Sofia Coppola is one of those rare artists who do not intellectualize their creative process. In response to journalists’ remarks pointing out similarities between her films, she often expresses surprise: “Oh, I hadn’t noticed.” It is as if her cinematic works are of the unconscious. However, it is difficult to perceive unconscious destinies in the trajectories of her female characters, given that they are fed by the same rites of passage and obstacles inherent to female experiences. For example, in Priscilla, released this Wednesday, January 3 in French theaters, there is a scene of emancipation set to Dolly Parton’s ‘I Will Always Love You.’ On screen, a woman, Priscilla Beaulieu, leaving Graceland once and for all. The sound comes courtesy of another woman, Dolly Parton, the composer and performer of the hit ‘I Will Always Love You,’ who herself was a huge admirer of Elvis Presley. The story goes that the ‘king of rock’n’roll’ came close to covering ‘I Will Always Love You,’ to the delight of the country singer.
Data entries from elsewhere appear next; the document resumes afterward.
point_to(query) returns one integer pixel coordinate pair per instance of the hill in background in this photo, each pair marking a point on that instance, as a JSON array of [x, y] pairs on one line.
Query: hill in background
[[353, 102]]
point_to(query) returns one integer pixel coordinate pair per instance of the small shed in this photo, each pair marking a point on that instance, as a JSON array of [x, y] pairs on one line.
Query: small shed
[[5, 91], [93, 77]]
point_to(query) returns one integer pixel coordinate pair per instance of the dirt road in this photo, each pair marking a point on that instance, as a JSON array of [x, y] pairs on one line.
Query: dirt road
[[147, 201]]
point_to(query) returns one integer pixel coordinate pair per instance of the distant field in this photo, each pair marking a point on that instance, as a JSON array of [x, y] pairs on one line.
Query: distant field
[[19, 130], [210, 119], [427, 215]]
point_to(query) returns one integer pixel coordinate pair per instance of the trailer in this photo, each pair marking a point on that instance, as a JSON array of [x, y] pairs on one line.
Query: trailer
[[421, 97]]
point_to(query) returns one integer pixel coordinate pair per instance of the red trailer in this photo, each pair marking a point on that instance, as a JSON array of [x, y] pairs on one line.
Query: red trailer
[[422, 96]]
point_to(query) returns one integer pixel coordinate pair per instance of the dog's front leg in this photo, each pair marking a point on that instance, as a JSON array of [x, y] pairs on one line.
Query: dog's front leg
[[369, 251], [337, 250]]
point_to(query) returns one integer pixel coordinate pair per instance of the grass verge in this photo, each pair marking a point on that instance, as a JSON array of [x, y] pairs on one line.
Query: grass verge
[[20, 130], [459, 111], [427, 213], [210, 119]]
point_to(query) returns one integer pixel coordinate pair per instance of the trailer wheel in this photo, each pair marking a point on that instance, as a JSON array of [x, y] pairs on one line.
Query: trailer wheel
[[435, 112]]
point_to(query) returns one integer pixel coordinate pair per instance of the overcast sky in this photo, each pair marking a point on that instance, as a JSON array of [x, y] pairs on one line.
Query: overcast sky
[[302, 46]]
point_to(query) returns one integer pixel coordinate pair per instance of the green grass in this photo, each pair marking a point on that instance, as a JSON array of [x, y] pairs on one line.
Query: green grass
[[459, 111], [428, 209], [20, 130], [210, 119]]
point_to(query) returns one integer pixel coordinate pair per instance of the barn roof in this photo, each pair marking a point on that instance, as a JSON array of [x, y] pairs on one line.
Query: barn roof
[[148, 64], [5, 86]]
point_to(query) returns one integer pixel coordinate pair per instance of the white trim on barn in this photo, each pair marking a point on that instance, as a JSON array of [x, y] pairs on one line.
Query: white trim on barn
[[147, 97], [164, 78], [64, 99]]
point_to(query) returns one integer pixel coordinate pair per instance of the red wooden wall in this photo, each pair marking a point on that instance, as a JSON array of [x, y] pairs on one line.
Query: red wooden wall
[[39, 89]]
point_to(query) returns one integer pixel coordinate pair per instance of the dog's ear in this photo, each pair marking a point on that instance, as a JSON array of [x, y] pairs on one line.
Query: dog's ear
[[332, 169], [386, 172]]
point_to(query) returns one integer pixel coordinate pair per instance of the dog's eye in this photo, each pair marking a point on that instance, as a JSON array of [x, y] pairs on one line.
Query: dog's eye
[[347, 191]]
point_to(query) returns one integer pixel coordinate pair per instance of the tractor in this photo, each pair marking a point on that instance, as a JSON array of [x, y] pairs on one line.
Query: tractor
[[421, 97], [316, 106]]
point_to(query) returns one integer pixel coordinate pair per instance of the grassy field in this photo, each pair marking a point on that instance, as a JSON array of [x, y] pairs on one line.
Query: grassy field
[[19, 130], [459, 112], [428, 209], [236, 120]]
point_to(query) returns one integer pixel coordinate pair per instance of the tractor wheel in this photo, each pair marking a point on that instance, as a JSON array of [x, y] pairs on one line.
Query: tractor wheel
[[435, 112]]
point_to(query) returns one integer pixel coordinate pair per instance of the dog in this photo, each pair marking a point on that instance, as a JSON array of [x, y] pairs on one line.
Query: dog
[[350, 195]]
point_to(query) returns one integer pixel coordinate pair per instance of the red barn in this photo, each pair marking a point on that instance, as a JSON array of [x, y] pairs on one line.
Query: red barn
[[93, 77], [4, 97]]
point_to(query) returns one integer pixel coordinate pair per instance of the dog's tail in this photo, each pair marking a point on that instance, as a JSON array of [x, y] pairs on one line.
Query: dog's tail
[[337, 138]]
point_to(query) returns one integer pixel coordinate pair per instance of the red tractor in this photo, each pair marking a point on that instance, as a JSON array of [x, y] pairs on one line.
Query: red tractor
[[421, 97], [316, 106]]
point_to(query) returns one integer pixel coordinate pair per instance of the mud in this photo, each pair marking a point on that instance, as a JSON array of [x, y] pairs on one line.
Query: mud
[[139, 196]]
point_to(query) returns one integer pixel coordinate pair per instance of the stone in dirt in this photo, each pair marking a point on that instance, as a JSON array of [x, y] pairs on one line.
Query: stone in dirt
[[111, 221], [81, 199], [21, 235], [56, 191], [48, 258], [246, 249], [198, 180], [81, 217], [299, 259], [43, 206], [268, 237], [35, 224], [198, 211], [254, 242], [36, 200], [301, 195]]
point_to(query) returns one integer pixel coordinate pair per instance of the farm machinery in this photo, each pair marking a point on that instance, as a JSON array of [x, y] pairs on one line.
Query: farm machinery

However, the night before the famous recording, Elvis Presley’s manager, better known as the ‘Colonel,’ called Dolly Parton and demanded the publishing rights to the song. Parton refused – one of the most important choices of her career. Ultimately, it was Whitney Houston who covered ‘I Will Always Love You’ in 1992. The song became an instant hit, making Dolly Parton one of the wealthiest women in the United States. Did Sofia Coppola know about this historical entanglement when choosing Parton’s iconic song to close her latest film?
Priscilla Beaulieu, an archetype of Sofia Coppola’s cinema
It was 1985 when the book Elvis and Me was released in the United States, to general indifference. Written by Priscilla Beaulieu, with the help of Sandra Harmon, these memoirs recount the controversial relationship between the young woman and the musician – who were arguably the closest thing to a royal couple in America at the time. Priscilla and Elvis’ paths crossed when she was just 14, and he was 24. She moved to Graceland shortly thereafter, where she spent the rest of her teenage years before marrying the man she still considers, in 2023, to be the greatest love of her life.

Sofia Coppola recalls reading Elvis and Me a few years ago. “I was surprised to discover how easy it was to identify with her. Although this couple is very famous in American culture, I knew nothing about Priscilla’s story. I had no idea she lived at Graceland while still in high school, for example,” she explained during her visit to Paris. Yet, Priscilla has all the characteristics of a Coppola female lead. From a young teenager to an adult woman, she lived a reclusive existance in a gilded prison. Thus, her torments, like her ennui, are remarkably similar experiences to those of the Lisbon sisters in Virgin Suicides or those of Marie Antoinette, another royal figure. “There are connections between all of my films, that’s for sure. When I started thinking about Priscilla, I wondered if it wasn’t too similar to Marie Antoinette. But for me, it’s different: Priscilla wanted to go to Graceland. She always had a choice, and she was the one who chose to leave.”It’s not difficult to find elements of the point in common among Sofia Coppola’s muses in herself. The daughter of filmmaker Francis Ford Coppola, she spent her childhood on her father’s film sets scattered around the globe. Raised in a male-dominated world, she chose early on to portray only female experiences, sometimes confined to cultures that are not made for them. Priscilla is no exception to the rule, where the main character, played by the impressive Cailee Spaeny (awarded the Volpi Cup for Best Actress at the Venice Film Festival), finds herself caught between two quintessentially male cultures: with religion on one side and rock on the other. Perceived as a symbol of supreme purity by Elvis Presley, she is denied the right to go with him to Hollywood, where he takes advantage of his solitude to cheat on her openly. With slight variations, there are similarities between Coppola’s Priscilla and Scarlett Johansson’s character in Lost in Translation, who is relegated to her room at the Park Hyatt in Tokyo while her photographer husband disappears to work with numerous celebrities – a fictional relationship inspired by Sofia Coppola’s marriage to filmmaker Spike Jonze, which ended in 2003.